O que torna nossa existência possível e tolerável é sonhar, é acreditar que seremos diferenciados da grande massa que povoa esse planeta fantástico, trágico e belo... mas seria assim para todos? E aqueles que apenas sobrevivem nas areias do deserto, sem nunca tomar um banho por absoluta falta de água? E aqueles que foram trucidados nas guerras fratricidas dos árabes, palestinos e judeus, e que nunca souberam o que significa "PAZ"?
Pode ser que alguém pergunte o que isso tem a ver com minha expedição pelo rio São Francisco...
Tem tudo a ver! Quando decidi parar, interromper minha viagem, deixar de remar, abandonar minha canoa em Três Marias, voltar para casa, uma terrível sensação de fracasso, de derrota, de tristeza tomou conta de mim... ainda que eu tenha remado mais de 400 quilômetros (quantos já remaram tanto?), ainda que eu tenha superado meus limites, eu não conseguia conviver com a idéia da derrota... mesmo que não fosse uma decisão definitiva, mesmo que eu pretendesse retornar à minha jornada, essa sensação me deixou um gosto amargo na garganta...
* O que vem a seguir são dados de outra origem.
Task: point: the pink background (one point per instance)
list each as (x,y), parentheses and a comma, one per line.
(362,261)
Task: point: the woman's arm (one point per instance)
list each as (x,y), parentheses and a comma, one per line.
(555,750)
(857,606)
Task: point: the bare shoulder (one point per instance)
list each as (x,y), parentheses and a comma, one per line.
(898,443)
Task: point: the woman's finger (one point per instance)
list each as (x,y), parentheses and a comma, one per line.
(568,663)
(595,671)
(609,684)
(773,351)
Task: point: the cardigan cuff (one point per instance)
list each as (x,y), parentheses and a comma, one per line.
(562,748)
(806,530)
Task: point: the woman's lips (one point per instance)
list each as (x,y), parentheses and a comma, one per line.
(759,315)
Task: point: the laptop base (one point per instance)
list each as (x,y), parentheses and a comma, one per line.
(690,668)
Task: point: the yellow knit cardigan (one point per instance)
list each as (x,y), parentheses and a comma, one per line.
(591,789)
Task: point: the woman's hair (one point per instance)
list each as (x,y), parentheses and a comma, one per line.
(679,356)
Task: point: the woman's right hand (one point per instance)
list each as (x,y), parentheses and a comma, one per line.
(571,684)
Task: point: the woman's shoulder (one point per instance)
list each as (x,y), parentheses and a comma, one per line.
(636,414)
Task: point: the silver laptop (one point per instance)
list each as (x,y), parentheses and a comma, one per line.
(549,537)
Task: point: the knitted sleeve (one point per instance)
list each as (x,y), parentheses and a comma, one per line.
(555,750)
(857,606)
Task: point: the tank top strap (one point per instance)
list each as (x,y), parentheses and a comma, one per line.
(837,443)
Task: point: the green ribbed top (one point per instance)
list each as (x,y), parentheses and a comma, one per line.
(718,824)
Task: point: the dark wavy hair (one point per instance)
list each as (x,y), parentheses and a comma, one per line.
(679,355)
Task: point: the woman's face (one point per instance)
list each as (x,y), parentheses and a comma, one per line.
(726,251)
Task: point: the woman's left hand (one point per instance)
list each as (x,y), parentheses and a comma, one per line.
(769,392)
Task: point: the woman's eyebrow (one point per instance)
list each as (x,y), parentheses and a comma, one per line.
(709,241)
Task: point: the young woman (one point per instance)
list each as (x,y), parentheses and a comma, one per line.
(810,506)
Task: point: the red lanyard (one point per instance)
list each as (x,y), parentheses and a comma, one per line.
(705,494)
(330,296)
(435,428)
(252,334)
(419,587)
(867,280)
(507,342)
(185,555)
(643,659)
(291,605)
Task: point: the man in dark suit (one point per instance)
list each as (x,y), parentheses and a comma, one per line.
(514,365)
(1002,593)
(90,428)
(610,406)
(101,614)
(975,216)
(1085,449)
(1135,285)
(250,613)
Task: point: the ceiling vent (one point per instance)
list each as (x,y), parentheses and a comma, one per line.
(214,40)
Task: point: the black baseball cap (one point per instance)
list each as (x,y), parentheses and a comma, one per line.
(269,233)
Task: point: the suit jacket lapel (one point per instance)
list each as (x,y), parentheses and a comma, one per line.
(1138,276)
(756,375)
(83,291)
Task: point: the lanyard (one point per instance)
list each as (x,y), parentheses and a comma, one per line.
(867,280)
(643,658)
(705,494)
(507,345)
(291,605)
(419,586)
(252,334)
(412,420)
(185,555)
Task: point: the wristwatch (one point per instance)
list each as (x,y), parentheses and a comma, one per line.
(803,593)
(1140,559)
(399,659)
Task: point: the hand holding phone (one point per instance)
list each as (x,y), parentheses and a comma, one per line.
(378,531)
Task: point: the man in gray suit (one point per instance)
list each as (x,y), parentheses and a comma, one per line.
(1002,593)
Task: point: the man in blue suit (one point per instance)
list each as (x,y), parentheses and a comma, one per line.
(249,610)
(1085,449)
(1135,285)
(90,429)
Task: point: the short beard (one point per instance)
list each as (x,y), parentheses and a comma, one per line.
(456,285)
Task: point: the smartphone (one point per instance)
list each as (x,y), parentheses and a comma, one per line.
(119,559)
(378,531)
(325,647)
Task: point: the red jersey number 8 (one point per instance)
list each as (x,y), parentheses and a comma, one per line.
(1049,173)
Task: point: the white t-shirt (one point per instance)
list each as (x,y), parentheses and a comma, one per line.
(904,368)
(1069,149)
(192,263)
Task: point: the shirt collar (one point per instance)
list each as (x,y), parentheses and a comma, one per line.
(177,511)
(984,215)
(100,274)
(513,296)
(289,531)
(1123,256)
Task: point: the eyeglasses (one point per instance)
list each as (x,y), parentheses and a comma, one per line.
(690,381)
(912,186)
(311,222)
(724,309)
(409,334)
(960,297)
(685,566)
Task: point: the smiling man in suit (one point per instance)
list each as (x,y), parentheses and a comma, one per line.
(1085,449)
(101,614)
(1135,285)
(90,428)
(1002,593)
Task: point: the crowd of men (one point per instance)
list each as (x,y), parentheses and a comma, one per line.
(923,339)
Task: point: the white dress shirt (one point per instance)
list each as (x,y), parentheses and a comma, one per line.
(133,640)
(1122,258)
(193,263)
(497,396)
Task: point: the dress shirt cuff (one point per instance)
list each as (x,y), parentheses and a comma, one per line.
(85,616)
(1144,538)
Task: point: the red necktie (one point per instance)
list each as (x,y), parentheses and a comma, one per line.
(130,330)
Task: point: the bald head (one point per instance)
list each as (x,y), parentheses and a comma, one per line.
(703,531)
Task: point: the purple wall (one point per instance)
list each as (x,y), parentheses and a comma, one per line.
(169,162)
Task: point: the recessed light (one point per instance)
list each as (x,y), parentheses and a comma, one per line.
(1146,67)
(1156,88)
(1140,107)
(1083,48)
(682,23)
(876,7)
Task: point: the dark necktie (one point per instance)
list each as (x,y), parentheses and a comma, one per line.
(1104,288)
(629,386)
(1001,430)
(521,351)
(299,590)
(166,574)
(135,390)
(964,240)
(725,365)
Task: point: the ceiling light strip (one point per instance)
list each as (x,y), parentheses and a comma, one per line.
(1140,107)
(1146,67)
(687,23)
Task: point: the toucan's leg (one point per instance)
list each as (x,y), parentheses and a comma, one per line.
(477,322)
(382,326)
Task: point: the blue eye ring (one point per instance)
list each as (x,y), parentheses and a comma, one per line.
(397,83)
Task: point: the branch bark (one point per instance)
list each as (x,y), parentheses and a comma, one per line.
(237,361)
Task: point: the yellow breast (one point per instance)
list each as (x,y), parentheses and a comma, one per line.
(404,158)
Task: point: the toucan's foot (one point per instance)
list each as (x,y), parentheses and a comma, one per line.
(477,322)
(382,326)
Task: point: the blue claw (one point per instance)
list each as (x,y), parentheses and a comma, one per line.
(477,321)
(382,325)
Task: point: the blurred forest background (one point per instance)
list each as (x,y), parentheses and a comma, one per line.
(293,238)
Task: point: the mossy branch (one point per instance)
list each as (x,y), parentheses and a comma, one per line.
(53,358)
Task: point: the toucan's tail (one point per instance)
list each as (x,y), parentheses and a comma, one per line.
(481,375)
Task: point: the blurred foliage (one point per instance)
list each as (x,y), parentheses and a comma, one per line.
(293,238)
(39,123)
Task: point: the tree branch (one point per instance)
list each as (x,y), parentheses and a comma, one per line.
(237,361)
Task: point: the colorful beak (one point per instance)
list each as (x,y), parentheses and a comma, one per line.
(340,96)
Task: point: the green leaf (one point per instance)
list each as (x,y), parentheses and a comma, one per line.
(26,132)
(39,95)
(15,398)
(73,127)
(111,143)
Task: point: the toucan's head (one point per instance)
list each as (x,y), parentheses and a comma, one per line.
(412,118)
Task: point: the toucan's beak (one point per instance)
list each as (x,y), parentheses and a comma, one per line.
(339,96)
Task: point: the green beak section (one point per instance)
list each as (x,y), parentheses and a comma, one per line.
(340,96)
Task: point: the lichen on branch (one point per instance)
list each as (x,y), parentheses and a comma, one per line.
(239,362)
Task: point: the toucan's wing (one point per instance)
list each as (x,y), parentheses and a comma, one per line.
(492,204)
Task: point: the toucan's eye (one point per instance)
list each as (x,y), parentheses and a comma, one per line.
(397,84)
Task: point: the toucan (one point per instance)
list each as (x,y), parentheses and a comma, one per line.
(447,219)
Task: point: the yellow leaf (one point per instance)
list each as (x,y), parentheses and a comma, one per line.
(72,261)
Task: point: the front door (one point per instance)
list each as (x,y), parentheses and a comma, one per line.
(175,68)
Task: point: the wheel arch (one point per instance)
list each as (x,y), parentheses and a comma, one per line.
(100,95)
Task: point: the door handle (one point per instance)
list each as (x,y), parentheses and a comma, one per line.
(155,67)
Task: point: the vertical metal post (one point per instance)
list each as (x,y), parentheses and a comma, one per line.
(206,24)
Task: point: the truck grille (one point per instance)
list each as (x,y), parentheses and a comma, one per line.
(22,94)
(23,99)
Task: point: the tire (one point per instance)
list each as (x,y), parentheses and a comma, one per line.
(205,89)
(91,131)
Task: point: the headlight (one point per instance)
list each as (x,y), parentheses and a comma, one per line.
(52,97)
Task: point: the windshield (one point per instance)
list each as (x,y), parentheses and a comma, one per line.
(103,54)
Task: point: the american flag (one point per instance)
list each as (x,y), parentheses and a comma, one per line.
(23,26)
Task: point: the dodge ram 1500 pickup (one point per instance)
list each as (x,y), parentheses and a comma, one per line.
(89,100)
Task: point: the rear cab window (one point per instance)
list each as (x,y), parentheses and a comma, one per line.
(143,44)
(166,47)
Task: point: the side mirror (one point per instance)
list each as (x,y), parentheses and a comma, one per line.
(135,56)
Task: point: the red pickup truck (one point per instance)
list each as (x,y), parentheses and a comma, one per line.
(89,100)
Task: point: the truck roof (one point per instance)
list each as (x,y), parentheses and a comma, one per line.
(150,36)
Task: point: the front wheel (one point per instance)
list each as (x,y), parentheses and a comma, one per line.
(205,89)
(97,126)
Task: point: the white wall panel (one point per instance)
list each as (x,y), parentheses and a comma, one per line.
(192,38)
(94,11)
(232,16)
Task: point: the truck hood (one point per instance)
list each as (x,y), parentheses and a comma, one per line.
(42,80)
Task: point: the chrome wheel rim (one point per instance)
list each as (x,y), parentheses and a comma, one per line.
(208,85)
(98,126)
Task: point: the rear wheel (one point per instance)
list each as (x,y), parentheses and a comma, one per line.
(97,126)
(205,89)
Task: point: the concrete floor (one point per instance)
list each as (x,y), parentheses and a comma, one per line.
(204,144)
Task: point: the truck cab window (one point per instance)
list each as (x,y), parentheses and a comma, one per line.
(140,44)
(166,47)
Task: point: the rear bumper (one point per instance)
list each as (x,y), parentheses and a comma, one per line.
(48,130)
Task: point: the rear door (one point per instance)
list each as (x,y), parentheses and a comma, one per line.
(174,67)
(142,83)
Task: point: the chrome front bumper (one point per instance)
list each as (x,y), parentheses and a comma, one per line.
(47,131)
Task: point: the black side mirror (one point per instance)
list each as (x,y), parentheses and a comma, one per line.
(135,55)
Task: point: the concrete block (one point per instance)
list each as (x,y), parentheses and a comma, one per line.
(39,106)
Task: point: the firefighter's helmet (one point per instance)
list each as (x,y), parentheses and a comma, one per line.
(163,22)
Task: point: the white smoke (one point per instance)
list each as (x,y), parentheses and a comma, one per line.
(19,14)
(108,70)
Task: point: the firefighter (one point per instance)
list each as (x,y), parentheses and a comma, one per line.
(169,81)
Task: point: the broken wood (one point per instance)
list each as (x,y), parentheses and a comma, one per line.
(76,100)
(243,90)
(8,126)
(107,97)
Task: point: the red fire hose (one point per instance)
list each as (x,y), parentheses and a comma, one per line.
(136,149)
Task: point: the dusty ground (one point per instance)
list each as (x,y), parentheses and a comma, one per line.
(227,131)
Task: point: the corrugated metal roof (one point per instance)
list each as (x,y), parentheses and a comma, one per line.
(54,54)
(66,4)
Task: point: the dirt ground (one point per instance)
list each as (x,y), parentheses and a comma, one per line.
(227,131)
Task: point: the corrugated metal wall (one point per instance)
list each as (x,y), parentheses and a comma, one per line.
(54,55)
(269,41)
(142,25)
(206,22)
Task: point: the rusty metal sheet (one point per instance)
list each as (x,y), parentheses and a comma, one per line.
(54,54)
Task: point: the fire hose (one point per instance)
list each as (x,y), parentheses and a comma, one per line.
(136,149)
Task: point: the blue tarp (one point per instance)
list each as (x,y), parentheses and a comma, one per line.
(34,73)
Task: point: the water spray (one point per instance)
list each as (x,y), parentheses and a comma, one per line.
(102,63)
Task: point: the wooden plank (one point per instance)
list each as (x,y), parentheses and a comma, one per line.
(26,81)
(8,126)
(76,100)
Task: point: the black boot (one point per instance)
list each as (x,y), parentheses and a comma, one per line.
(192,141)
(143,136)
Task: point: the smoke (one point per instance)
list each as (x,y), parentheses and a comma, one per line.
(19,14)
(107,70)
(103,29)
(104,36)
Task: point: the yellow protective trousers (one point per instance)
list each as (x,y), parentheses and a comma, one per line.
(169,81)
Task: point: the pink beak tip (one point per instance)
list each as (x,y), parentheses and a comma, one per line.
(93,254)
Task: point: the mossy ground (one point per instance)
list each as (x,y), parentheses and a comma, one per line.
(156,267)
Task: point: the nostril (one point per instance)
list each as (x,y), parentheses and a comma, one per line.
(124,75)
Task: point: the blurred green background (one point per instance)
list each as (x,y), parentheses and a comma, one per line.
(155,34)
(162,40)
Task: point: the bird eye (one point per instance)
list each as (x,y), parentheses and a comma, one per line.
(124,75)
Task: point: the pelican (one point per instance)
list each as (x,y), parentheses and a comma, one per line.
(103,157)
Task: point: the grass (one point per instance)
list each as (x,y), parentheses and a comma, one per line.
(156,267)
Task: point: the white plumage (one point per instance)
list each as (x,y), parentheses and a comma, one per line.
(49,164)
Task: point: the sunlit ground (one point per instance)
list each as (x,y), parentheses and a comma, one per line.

Quando não recebi (quase) nenhuma manifestação de solidariedade, as noites se tornaram longas e tristes para mim. E não adiantava ver as 250 fotos que tirei, ou assistir às mais de 3 horas de vídeo que gravei, ou ainda ler as quase 100 páginas de textos que escrevi em meu diário de bordo... sentia-me mais solitário aqui, no meio da civilização, do que no rio, à beira das matas, sozinho em meu barco, ou em meu acampamento.
Essa é a realidade da História... a história dos vencedores!
Pois não desisti; estou aqui, trabalhando para meu retorno. Quero fazer parte dessa história de vencedores, não por vaidade, nem pela glória de ser reconhecido pelo meu feito, mas pela sensação do dever cumprido, da missão terminada, dos resultados alcançados. Não desisti, pois não desisto nunca!